There’s a Swedish saying: ingen ko på isen. “There are no cows on the ice.” It means a situation is under control. I know this phrase not because I have Scandinavian ancestry but because it helped me facilitate seafood sustainability conversations among the World Wildlife Fund-Sweden, the Swedish Seafood Forum, Monterey Bay Aquarium’s Seafood Watch, the Great Lakes commercial fishing industry and Great Lakes natural resource managers.
My work to clarify the sustainable management of Great Lakes cisco and lake whitefish fisheries began two years ago when a Wisconsin fish processor asked for help. The WWF-Sweden had red-rated these Great Lakes species, labeling the fisheries “unsustainable” and asking consumers to avoid purchasing products related to these fish, namely roe (fish eggs), which is popular in Sweden and valuable to the small-scale fishers of lakes Superior, Michigan and Huron. Swedes take seafood sustainability seriously. Roe sales plummeted as markets pulled product from their shelves.
My efforts to facilitate the exchange of evidence-based information through presentations, fact sheets, emails, letters, conference calls and phone calls prompted the WWF-Sweden to reassess Wisconsin and Michigan’s lake whitefish fisheries and Wisconsin’s Lake Superior cisco fishery.

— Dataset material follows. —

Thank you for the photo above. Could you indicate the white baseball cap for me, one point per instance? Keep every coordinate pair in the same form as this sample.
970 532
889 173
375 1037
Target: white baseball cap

The reassessment was released in September. Lake Superior’s Wisconsin and Michigan fisheries leapt from red (do not) to green (good choice) and Lake Michigan’s lake whitefish fisheries improved to yellow (be careful). People in the industry estimate the mostly overseas sale of cisco and lake whitefish roe generates about $15 million in the U.S.
Working with communication challenges related to fisheries sustainability made me realize how distance, misunderstandings, the complexity of multi-jurisdictional fisheries and the scarcity of funds for accurate assessments can damage the livelihoods of small-scale fishers and the economic viability of coastal communities.